"You can kill us, bomb our colonies, destroy our ships, murder innocent civilians, but you cannot kill the truth...and the truth is back in business."
REVIEW: Starting with Garibaldi, the private dick with the heart of gold, is supposed to make us care about his story, I guess, but I just can't plug into it. Part of it is that the Wade character looks like Martin Short and really doesn't seem to be advancing the rebellion against Sheridan plot as he seemed to promise. Instead, he's using Garibaldi to runs security for a smuggling operation. Just how this fits into his mysterious PsiCorps programming, I don't know. They've got PCs running after them, guns blazing, but the item retrieved, a telepath plague, will allegedly be used to cure the disease, not weaponize it. There's obviously something happening we're not privy to, but the episode does little to clarify it. The return of Lise, Garibaldi's "one that got away", brings with it clichéed melodrama and cheesy lines. Will she complete her arc as the femme fatale with a rich husband; or is that TOO cliché? Garibaldi has some clever tricks to use against his telepathic pursuers, and his going to Mars by the end is welcome (Marcus and Franklin are back much too quickly), but characters' motivations are either unknown or diverge from those previously established. The Zack vs. Garibaldi conflict had potential, and I like the moment where Zack feels betrayed and finally acts on it, but it basically amounts to a guilt trip and then security not really showing up except to witness an over-the-top cyanide capsule moment.

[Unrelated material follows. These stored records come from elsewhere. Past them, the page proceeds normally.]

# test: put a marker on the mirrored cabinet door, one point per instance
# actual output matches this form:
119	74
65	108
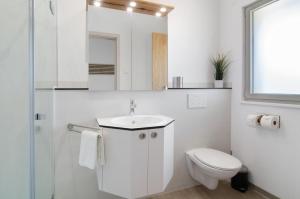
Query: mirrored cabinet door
110	47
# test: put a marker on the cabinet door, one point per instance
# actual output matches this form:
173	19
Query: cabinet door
125	169
159	61
161	160
139	163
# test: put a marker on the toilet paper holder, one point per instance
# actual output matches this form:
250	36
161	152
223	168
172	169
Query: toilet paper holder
266	121
274	122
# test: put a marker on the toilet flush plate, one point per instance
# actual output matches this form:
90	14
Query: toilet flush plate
197	100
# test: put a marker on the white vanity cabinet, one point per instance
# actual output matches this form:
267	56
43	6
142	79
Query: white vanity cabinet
138	162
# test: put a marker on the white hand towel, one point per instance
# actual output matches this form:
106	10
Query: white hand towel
91	149
100	152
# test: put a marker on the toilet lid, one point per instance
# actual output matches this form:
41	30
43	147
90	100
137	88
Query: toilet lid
217	159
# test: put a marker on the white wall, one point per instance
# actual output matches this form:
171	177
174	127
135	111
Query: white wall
272	156
193	28
208	127
71	39
193	37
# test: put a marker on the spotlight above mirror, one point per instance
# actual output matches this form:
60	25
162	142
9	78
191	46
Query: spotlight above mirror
97	3
132	4
137	6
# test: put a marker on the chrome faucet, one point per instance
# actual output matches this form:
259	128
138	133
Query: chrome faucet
132	107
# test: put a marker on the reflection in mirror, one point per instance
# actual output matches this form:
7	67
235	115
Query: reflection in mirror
103	61
127	51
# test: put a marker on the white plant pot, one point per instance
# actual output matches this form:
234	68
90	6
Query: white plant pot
219	83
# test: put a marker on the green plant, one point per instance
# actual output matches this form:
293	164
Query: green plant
221	63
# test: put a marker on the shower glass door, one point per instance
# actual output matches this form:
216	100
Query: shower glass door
15	99
27	77
45	76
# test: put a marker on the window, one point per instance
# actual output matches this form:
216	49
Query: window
272	33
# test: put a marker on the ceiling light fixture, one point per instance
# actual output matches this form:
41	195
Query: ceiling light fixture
158	14
97	3
132	4
129	9
163	9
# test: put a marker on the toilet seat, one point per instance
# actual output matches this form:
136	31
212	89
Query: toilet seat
216	159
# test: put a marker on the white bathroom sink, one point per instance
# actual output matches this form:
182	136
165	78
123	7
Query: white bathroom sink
135	122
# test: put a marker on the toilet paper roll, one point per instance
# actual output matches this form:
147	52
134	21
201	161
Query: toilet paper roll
253	120
270	122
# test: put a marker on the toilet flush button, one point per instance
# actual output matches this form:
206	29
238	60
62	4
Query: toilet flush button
197	100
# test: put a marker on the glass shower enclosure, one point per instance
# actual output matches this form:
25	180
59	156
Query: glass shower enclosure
28	64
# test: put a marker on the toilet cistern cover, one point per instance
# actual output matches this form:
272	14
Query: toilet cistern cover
217	159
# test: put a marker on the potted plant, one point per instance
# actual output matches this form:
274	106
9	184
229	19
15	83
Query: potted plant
221	63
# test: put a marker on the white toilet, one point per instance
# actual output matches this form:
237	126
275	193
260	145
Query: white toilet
208	166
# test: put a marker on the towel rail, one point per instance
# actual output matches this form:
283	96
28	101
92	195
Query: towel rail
71	127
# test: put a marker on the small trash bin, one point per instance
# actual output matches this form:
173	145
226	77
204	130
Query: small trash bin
240	180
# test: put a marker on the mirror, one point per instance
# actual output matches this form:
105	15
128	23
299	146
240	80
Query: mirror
126	50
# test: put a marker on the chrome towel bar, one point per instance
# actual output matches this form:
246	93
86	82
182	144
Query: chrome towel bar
71	127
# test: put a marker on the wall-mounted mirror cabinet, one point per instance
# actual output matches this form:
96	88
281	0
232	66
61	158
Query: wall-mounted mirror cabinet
128	50
126	46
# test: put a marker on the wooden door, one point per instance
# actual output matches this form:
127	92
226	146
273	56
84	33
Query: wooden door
159	61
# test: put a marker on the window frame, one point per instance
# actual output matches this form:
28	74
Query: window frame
249	95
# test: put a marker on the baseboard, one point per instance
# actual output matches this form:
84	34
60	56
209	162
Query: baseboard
263	193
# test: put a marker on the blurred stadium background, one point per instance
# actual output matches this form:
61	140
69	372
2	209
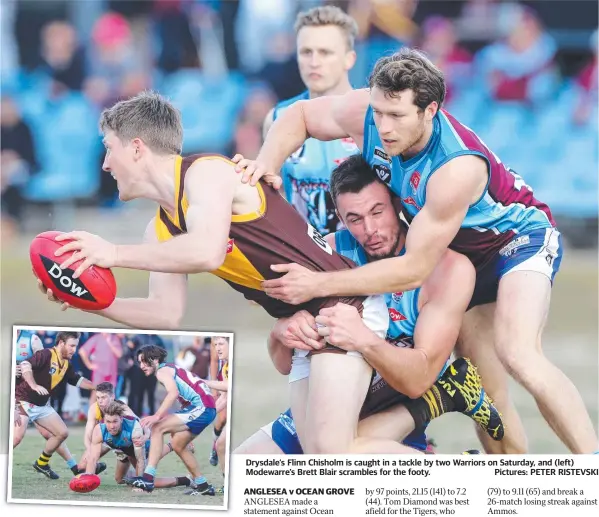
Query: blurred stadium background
521	74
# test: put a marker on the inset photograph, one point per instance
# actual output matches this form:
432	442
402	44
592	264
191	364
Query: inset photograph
120	418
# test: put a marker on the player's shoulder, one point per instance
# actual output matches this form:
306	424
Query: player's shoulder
288	102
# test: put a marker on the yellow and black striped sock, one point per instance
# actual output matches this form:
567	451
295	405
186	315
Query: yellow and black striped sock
432	404
44	459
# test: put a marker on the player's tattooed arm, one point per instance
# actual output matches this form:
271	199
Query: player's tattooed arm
164	306
217	385
95	451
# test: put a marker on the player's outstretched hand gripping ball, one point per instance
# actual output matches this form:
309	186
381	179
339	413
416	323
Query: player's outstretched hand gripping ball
84	483
95	289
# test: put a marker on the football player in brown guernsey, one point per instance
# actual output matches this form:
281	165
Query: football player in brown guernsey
209	221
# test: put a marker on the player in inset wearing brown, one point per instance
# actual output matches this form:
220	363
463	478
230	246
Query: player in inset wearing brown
209	221
41	374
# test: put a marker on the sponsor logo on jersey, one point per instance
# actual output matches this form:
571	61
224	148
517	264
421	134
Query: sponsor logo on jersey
415	180
297	155
396	297
395	315
410	201
401	341
383	172
349	144
379	153
511	247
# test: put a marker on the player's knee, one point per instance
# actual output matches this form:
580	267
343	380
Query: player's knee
325	443
62	435
519	361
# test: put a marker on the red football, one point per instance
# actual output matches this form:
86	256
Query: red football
84	483
95	289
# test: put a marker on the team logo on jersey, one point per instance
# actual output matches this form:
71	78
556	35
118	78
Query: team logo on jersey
410	201
379	153
415	180
349	144
383	172
401	341
395	315
396	297
512	246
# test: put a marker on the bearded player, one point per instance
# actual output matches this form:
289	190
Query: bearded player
456	193
208	220
41	374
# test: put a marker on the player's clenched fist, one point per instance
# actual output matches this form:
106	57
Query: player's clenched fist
253	171
343	327
50	295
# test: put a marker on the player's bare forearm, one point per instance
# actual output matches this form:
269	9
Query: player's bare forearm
406	370
142	313
279	354
286	135
187	253
217	385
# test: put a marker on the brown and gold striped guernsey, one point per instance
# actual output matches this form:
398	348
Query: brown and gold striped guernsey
275	234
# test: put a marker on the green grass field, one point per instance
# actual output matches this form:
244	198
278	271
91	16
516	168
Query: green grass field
260	393
29	484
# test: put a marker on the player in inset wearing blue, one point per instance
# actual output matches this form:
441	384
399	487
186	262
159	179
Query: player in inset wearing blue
455	192
423	328
125	435
198	412
325	55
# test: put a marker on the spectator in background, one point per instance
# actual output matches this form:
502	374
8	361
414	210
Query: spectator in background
17	161
586	84
115	70
439	41
101	354
63	58
384	26
521	67
125	364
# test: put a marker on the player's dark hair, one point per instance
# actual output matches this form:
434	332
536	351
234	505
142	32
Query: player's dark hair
65	336
105	387
148	353
351	175
409	69
148	116
115	409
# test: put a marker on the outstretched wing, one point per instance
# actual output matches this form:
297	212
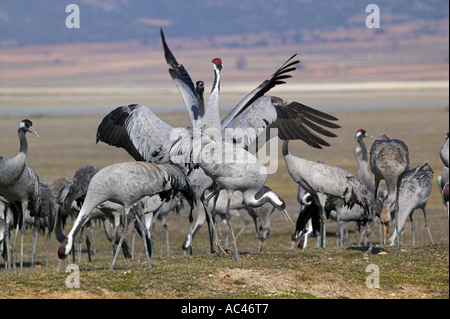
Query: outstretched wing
139	131
182	80
275	79
252	128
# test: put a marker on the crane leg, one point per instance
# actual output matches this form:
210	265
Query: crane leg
124	233
228	217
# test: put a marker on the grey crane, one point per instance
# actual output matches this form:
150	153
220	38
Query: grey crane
153	207
389	160
110	212
413	194
326	183
443	153
442	181
49	208
19	183
71	194
6	222
308	220
125	184
361	156
260	215
146	137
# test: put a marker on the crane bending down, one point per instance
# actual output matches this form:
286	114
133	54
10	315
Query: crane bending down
324	183
146	137
125	184
389	160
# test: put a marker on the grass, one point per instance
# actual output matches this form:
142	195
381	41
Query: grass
414	272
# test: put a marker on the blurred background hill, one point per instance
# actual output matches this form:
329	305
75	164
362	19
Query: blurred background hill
117	50
217	23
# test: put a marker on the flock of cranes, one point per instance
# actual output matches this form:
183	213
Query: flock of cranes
204	162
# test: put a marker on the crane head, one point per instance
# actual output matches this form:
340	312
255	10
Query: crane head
27	126
217	63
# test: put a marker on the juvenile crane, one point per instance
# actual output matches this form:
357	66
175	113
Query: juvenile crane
326	183
389	160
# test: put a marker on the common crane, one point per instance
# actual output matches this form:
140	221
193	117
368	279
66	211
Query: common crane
125	184
389	160
19	183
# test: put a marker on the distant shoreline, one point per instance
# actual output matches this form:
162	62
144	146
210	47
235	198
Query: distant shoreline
325	96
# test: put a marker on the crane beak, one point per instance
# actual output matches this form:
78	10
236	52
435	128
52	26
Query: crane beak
286	216
32	130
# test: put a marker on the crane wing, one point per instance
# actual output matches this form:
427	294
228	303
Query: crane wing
275	79
251	128
182	80
139	131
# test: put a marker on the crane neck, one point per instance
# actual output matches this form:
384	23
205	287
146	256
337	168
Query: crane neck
212	114
363	150
23	142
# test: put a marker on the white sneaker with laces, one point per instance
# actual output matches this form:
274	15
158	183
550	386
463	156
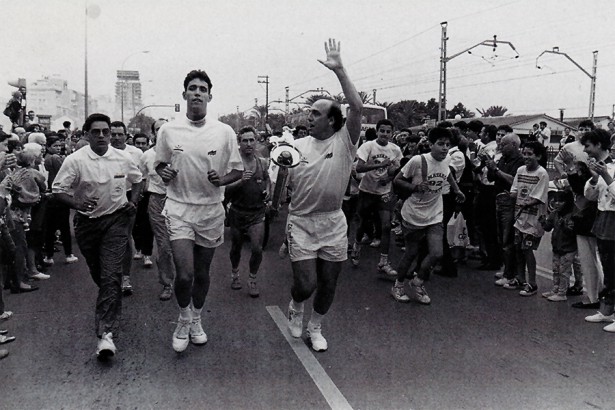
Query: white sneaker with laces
314	334
421	294
197	334
609	328
295	321
106	348
181	335
599	317
386	269
40	276
399	294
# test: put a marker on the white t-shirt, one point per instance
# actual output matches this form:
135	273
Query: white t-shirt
153	180
85	174
531	185
458	164
135	154
320	179
425	208
195	148
372	181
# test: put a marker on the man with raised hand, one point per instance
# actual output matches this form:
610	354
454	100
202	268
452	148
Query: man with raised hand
316	227
189	149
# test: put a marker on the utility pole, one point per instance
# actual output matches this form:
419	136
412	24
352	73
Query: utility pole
287	100
592	76
444	59
264	79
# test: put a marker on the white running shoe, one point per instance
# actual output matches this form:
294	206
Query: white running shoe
399	294
105	348
314	334
197	334
295	321
40	276
181	335
599	317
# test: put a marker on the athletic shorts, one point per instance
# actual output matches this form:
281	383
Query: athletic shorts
203	224
243	219
526	241
321	235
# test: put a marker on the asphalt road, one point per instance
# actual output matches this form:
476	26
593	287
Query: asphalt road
475	347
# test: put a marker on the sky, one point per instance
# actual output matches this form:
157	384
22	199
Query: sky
390	46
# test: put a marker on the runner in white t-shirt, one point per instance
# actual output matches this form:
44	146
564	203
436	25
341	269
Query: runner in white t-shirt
189	149
424	177
379	160
316	227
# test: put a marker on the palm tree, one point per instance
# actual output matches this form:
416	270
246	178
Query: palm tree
493	111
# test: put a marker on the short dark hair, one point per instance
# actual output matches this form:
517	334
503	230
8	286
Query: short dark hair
587	123
245	130
200	74
505	127
597	136
140	135
538	149
475	125
154	123
370	134
119	124
384	121
335	112
491	131
461	125
94	118
437	133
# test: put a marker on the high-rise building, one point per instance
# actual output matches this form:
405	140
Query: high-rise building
128	94
51	96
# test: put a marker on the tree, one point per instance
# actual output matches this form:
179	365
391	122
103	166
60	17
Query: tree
493	111
461	110
140	123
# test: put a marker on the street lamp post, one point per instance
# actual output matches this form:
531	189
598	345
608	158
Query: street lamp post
123	82
592	76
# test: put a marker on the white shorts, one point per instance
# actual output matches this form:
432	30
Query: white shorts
203	224
321	235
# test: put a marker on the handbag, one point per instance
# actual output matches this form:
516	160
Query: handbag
457	231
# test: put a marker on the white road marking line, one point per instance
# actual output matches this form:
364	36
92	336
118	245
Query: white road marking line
329	390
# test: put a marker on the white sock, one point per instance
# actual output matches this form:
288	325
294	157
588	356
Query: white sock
297	306
185	313
316	319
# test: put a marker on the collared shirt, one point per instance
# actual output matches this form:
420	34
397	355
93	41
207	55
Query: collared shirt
85	174
508	166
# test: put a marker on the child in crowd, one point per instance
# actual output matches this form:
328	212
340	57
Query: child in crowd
563	241
530	187
25	184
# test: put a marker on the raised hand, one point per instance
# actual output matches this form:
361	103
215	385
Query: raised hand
334	61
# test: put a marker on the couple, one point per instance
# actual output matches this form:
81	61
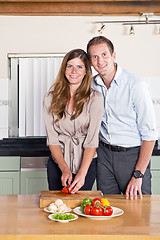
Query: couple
119	105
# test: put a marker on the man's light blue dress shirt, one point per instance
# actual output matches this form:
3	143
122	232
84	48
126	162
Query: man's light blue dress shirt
128	110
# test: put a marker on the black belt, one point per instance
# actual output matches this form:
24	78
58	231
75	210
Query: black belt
117	148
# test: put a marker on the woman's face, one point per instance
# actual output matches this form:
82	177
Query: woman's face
75	72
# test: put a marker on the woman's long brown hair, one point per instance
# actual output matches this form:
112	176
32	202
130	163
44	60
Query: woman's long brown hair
60	89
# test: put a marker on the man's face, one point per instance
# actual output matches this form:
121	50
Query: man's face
101	59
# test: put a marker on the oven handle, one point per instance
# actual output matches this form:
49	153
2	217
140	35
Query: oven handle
33	169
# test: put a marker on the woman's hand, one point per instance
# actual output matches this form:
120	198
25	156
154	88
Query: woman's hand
134	187
66	177
77	183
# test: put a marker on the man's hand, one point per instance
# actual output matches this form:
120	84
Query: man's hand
133	188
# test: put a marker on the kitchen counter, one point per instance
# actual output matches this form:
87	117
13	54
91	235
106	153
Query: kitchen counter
22	219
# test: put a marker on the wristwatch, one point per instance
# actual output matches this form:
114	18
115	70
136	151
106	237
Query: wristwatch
138	174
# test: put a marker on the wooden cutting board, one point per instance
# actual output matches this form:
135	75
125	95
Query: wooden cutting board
71	200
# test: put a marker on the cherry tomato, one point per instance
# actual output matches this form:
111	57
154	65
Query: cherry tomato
96	211
87	201
97	200
66	189
107	211
87	209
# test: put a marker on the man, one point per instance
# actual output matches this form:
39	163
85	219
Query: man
128	134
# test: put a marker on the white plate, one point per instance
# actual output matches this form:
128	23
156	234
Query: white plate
116	212
63	221
47	210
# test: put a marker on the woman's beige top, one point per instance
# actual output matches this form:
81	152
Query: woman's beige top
75	135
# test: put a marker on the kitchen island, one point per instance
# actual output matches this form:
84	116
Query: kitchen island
22	219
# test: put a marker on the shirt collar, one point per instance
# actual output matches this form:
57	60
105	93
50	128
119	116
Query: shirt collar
116	79
118	73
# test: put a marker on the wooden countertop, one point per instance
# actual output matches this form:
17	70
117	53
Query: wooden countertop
22	219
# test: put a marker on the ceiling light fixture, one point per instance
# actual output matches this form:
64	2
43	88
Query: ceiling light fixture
101	29
131	32
139	22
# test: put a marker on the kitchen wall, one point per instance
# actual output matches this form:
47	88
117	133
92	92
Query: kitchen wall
139	53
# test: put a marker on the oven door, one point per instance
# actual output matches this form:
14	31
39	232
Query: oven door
33	175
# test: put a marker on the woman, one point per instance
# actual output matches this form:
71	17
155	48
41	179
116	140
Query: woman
72	114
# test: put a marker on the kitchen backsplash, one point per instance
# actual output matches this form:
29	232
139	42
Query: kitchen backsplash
153	82
3	107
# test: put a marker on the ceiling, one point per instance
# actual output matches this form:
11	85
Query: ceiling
78	8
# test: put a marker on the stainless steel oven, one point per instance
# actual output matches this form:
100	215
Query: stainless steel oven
33	175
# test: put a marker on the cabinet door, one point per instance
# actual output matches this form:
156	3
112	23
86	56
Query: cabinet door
33	182
155	171
9	182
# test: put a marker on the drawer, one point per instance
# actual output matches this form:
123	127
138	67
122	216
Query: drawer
10	163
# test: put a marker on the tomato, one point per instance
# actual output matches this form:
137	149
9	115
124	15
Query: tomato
107	211
97	200
87	209
87	201
105	202
96	211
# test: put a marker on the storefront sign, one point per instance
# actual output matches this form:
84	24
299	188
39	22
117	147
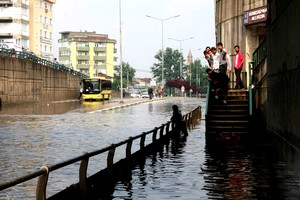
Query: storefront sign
256	15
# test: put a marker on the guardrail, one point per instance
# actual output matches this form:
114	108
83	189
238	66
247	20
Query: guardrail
260	53
250	88
44	62
191	119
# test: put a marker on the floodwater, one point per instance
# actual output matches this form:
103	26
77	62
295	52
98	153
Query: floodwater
189	169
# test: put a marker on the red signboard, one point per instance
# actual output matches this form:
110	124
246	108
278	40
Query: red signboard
256	15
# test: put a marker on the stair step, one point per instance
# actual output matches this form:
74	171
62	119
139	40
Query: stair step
227	116
227	129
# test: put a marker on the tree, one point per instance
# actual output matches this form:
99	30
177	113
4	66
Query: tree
171	65
117	80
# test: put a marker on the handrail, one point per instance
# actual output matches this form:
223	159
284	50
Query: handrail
250	72
191	119
207	98
260	53
44	62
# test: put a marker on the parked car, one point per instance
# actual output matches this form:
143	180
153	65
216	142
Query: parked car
145	95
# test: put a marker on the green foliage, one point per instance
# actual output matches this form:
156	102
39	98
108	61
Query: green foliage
171	65
117	75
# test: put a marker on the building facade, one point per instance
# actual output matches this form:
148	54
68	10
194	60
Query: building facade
27	24
14	23
41	28
87	52
234	28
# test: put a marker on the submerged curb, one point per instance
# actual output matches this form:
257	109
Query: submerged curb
125	104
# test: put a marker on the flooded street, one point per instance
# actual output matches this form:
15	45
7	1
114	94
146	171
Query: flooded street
190	169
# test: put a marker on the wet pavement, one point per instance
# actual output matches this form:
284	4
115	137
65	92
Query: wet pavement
260	168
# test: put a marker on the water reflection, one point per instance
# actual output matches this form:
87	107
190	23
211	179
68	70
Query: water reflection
248	171
43	108
29	140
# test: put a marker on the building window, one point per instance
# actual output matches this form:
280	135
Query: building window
82	44
100	44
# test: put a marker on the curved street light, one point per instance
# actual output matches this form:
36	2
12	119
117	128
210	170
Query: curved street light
162	43
180	42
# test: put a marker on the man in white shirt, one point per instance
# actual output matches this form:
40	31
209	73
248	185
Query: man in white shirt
215	59
224	59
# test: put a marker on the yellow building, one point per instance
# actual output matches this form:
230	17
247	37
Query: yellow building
40	27
87	52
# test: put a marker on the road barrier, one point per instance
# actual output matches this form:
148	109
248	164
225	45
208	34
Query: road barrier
29	56
191	119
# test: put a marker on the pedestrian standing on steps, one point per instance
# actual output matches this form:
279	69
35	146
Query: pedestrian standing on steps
238	66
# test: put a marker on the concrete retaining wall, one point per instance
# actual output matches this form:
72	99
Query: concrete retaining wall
283	115
23	81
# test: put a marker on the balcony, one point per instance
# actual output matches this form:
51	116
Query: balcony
101	49
100	66
45	40
100	58
81	48
83	66
51	1
83	57
22	3
64	49
6	19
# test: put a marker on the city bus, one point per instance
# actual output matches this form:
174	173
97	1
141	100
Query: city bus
97	88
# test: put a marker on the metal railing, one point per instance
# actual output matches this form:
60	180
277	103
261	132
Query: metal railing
260	53
191	119
207	98
250	72
28	56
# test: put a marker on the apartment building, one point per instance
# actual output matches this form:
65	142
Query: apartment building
40	28
27	24
87	52
14	23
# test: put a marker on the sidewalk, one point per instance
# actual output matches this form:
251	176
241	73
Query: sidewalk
116	103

Equally tedious is an overlong comedy scene between Ivanova and Zathras, but not the same Zathras, oh the lols. It's smurf-talk and Ivanova once again reduced to grimacing through her irritation, a joke I no longer find amusing. The result is that Epsilon III will generate the boosting power necessary for the Voice of the Resistance to be broadcast, though I do hope that doesn't relegate Ivanova to talking at the screen for the remainder of the season. Sheridan's pretty irritated too, especially without Delenn there to provide sanctuary, and when he's not shouting at Garibaldi, he's pulling his hair out trying to recreate the great alliance that needs to be his legacy. Neither Londo nor G'Kar (who have been absent too long, time for them to get new arcs) will let the White Star fleet patrol their frontiers to keep Shadow agents off bordering worlds, because it would be a sign of weakness. Did G'Kar unlearn his lessons about the greater good? With Londo, there's less of a surprise.
REWATCHABILITY: Medium-Low - A lackluster A-plot and some tedious scenes besides. The action isn't bad, but we're kept in the dark about what's really going on, so it's hard to care.